Comunidades energéticas querem emergir em Portugal
“Como posso produzir energia coletivamente? Não podes, porque a lei não te permite.” Os entraves legais em Portugal relativamente à autonomia e descentralização energética vieram à tona durante o workshop BEACON, em Setúbal. Exemplos de projetos e de comunidades energéticas trazidos das cidades gregas e alemãs seriam ilegais em Portugal. Enquanto se soltam as vozes para que a lei mude, surgem já iniciativas que apontam para um futuro mais ecológico e comunitário.
“Os cidadãos devem deter a sua rede local”, defendeu Ana Rita Antunes. É uma das três mulheres que compõem o staff da Coopérnico. Esta cooperativa conta com mais de mil e duzentos membros, que investiram até hoje em 20 pequenos projetos de energias renováveis. “Produzimos sistemas renováveis numa forma descentralizada. Queremos contribuir para uma energia mais justa e democrática”, afirma. Agora, a Coopérnico pretende tornar-se fornecedora de energia para todo o país. “Queremos que os nossos membros possam ter apenas energias renováveis na sua fatura. Hoje a rede inclui carvão, fracking, nuclear, com energia importada”, explica Ana. Para tal, a cooperativa lançou uma campanha para juntar 100 mil euros, valor que lhe é exigido em garantias à EDP e à REN, para dar o novo passo. “É uma boa forma de as pessoas investirem em áreas que não seja em bancos”.
A Coopérnico participa na REScoop.eu, Federação Europeia de Cooperativas de Energia Renovável – onde, entre 1.500 cooperativas de energia, está por exemplo a catalã SOM energia, criada em 2010 e hoje com mais de 55 mil associados. “Permite-nos aprender com outras cooperativas, e utilizar projetos de eficiência energética já testados”.
“A energia é um sistema muito fechado e com muitos lobbies, não transparente”, denuncia a responsável da cooperativa, para quem esta é uma nova forma de fazer, diferente das grandes empresas do sector. “Nós queremos ativamente que os nossos membros reduzam o consumo de energia.
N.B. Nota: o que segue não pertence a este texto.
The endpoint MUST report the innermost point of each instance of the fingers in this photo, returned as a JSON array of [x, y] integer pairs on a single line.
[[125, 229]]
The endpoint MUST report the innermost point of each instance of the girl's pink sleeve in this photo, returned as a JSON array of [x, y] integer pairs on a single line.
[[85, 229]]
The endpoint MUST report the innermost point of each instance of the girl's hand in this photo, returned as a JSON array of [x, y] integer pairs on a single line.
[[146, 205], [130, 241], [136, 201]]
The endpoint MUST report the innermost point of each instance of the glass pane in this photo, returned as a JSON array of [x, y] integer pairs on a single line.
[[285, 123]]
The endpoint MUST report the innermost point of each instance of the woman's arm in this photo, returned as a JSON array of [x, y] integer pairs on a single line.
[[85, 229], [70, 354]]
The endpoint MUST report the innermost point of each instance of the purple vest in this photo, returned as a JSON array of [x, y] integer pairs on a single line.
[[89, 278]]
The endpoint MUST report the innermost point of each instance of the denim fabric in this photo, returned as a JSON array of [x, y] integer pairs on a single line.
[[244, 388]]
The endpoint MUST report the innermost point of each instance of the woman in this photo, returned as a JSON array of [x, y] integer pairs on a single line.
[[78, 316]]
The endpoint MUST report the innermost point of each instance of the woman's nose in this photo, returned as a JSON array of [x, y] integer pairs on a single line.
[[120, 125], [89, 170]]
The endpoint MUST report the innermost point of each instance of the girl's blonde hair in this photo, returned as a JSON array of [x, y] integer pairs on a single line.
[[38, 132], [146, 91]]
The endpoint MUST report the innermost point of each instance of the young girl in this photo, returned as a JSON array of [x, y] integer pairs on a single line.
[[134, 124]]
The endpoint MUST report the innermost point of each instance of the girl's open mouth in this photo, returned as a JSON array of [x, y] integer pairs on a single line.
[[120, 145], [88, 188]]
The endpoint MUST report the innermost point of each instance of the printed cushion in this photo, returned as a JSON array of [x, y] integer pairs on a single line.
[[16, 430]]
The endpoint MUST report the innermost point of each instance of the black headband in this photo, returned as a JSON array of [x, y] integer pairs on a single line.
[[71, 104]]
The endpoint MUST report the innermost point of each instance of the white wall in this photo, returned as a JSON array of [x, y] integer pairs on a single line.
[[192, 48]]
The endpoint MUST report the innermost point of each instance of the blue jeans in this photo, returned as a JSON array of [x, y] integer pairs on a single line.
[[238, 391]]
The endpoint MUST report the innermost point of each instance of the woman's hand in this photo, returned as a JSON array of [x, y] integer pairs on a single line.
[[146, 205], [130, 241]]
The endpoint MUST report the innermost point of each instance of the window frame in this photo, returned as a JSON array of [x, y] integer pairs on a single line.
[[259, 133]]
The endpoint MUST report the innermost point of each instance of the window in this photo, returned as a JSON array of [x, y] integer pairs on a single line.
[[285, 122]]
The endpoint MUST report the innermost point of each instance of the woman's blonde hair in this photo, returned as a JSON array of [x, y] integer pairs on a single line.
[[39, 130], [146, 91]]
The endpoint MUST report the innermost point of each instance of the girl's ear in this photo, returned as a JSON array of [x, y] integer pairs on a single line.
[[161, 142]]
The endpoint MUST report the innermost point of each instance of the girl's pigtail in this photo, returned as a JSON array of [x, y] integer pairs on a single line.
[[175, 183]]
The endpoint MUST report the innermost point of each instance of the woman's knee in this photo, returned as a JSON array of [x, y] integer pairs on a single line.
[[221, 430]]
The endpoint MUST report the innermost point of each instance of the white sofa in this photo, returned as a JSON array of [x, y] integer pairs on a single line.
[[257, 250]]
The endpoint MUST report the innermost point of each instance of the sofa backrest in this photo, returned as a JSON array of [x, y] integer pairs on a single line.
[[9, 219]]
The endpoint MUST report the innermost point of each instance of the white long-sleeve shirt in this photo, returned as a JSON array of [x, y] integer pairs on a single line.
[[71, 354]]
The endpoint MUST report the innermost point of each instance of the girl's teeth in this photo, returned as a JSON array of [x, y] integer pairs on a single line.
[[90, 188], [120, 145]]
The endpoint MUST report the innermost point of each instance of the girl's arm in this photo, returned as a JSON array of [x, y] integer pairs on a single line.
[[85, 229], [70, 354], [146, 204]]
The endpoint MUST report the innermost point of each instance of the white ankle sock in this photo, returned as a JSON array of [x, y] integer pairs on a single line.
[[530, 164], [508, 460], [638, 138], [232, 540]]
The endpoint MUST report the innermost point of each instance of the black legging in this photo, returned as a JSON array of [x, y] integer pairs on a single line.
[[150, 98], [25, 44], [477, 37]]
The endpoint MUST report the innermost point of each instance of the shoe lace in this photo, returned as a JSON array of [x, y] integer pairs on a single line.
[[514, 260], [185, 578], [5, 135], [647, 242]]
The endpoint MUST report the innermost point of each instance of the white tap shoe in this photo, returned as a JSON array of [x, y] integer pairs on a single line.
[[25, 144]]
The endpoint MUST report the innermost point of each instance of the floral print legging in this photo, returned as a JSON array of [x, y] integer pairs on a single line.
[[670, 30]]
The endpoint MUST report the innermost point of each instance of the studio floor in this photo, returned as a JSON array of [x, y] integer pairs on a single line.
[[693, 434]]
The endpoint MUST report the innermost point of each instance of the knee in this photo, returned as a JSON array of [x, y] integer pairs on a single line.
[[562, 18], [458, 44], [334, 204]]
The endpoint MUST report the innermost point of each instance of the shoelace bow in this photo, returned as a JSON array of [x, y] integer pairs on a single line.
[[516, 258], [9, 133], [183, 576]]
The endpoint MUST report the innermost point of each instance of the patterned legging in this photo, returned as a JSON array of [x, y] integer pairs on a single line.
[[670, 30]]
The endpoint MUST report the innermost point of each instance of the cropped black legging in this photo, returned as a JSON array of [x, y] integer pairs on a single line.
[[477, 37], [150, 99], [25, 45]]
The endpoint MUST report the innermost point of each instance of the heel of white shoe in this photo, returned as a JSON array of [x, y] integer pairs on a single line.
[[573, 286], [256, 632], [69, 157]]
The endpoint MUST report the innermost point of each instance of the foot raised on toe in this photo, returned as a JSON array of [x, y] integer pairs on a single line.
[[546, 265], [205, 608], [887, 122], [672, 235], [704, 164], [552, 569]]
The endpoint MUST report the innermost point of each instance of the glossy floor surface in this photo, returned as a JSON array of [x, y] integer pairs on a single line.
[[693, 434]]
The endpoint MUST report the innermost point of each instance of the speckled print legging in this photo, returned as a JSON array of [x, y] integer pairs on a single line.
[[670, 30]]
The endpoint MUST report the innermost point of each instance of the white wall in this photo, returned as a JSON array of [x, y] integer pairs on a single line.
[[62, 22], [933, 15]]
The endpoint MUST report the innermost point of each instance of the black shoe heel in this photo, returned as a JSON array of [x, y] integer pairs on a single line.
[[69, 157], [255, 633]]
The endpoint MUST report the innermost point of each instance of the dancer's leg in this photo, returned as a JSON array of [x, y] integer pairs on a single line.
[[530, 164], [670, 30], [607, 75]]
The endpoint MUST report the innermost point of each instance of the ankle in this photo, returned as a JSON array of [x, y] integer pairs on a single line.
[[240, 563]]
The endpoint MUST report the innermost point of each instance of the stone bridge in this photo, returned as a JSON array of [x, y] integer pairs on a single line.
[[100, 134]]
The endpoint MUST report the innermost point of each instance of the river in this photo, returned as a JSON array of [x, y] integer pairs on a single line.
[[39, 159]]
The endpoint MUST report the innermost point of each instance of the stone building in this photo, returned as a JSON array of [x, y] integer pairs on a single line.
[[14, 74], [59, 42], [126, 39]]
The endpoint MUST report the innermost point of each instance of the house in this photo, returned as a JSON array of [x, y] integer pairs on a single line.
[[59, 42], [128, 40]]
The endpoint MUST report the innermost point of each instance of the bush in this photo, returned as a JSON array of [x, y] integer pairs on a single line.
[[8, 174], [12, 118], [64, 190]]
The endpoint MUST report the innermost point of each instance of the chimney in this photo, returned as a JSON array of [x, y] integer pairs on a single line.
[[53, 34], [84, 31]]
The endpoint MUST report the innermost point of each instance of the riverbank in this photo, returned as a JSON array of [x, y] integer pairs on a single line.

O nosso dinheiro vem dos consumidores, não dos bancos.”
Onde também não se ficou à espera dos políticos para desenhar o futuro foi na aldeia alentejana de São Luís, concelho de Odemira. “Energia com alegria” é o nome da iniciativa inovadora que está a juntar o grupo Transição de São Luís, a junta de freguesia, membros da ecoaldeia de Tamera, membros da Coopérnico, entre outros.
O objetivo? Cocriar e desenhar todo o sistema energético da aldeia. “Qual é o sistema solar que se vai adotar, em que regime legal, como se vai financiar… Todo esse desenho, feito em assembleia, de forma colaborativa”, explica Guilherme Luz, do projeto PROSEU – PROSumers for the Energy Union, que está a dinamizar o processo.
“O objetivo é pensar como fazer uma coisa que permita avançar já, mas que seja adaptável no futuro, no próximo quadro legal. É um laboratório vivo – e uma iniciativa pioneira em Portugal.”